The N164, as it is known, has been the bane of my existence for the last several years. Every time I have driven on it, I get a speeding ticket, on two occasions for driving just 5 kph above the official limit.
The problem was that stretches of dual carriageway would suddenly give way to ordinary road and then, just as often, to unpaved sections along which we were expected to drive at little more than walking pace. The news that I could now drive all the way to Quimper — one of Brittany’s most celebrated towns — at a steady 90 kph genuinely cheered me up.
Today, though, I have another matter to attend to — and I don’t just mean this column. The heater in our car has stopped working, or rather the fan that distributes the heat. And the AC button that switches on annoyingly every time we start the engine has gone off as well. I called the local garage. It was very cold outside, I began, pathetically, and my heater had stopped working. Was there any chance…?
« Of course. Not a problem. Probably a fuse. If you could bring the car in at 13.30, it shouldn’t take long. »
But you will have seen what happened there. I use Word for Mac. I always have. And only rarely has it let me down. But just now — literally thirty seconds ago — when I tried to type double quotation marks, the French « and » turned up instead.
And now they won’t go away.
Talk about First World problems!
Back in December 1989, in the middle of the Romanian revolution, I found myself in a semi-abandoned hotel in Bucharest attempting to telex my story through to the Sunday Times. It was a tale of derring-do, slated for the front page, and I was determined to get it right.
Unfortunately, the power in the hotel had gone out, leaving me reliant on a 40-watt emergency bulb in a deserted back office. Worse than that, the keyboard on the 1960s telex machine was French (AZERTY rather than QWERTY), and worse than that again, four of the keys were missing, existing only as upturned spikes.
It took me three hours to assemble the tape containing my breathless prose that I then had to feed through a groove with steel cogs via a line to London that kept cutting out in mid-transmission.
Outside, meanwhile, people were dying in the streets. They didn’t know the half of it.

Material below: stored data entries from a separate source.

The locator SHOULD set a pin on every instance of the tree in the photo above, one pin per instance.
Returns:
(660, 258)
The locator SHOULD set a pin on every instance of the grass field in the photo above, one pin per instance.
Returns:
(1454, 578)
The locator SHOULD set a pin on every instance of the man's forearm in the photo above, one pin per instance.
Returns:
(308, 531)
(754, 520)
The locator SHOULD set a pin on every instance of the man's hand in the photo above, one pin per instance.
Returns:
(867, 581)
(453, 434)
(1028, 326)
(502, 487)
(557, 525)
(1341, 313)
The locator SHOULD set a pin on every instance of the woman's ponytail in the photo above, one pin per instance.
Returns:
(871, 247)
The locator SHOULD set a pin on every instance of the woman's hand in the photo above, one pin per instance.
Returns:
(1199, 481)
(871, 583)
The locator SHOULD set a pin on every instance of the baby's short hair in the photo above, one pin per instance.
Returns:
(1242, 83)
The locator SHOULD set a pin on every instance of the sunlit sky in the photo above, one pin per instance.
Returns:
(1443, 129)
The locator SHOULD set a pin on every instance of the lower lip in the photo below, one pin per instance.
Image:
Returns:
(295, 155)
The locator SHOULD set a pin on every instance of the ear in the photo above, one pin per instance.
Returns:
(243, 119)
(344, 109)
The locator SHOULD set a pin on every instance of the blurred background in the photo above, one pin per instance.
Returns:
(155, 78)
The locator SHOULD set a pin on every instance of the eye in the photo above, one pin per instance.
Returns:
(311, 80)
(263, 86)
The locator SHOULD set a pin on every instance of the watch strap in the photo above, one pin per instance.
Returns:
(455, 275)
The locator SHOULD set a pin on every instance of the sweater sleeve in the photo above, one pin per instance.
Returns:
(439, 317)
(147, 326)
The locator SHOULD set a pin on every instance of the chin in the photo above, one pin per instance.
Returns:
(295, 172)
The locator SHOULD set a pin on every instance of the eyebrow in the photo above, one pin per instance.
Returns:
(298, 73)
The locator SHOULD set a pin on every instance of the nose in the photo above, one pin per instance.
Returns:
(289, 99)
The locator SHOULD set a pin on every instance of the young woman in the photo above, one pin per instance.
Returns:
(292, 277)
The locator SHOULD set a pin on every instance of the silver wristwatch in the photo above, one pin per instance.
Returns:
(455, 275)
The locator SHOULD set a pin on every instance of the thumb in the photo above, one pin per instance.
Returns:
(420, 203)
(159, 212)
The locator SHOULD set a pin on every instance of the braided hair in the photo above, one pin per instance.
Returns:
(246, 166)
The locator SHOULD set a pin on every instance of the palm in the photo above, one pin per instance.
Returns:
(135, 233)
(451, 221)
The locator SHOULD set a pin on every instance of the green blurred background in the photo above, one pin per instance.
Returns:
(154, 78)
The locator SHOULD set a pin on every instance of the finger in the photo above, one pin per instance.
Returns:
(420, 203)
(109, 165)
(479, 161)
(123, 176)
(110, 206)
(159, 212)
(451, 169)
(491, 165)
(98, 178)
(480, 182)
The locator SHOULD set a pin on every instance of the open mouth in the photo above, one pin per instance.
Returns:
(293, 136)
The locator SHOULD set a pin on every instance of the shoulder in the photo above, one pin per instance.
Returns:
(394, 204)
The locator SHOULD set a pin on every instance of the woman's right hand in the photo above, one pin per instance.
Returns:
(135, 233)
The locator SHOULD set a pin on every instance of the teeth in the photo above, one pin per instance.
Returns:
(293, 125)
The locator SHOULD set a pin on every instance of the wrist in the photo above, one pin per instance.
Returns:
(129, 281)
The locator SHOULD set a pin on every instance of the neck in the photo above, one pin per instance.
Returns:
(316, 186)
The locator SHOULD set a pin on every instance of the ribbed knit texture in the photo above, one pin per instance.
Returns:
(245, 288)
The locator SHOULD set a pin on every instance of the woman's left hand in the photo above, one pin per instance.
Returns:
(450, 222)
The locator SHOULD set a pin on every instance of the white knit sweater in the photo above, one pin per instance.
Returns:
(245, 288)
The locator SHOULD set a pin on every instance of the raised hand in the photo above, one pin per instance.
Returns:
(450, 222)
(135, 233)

The good news, I suppose, is that the pandemic in France is over — more or less. We still have to wear masks when we’re shopping or entering a bar or restaurant in Brittany, and there is talk of fourth, and even fifth, vaccinations for older folks such as ourselves. But there is a palpable sense of normality in the air. It is as if we have been liberated from a long and tedious occupation.
Do the people of Kyiv and Kharkiv still wear masks? I wonder.
Seventy-seven years ago, the German Army occupying Brittany went “full tonto” before beginning its final withdrawal. My old friend Alexis, now dead, was seven at the time but remembered the casual brutality of the occupiers as they faced up to the prospect of defeat. Later, he cheered the arrival of Patton’s Third Army, which swept through the Wehrmacht like avenging angels.
The people of Ukraine must wish that Patton was alive today.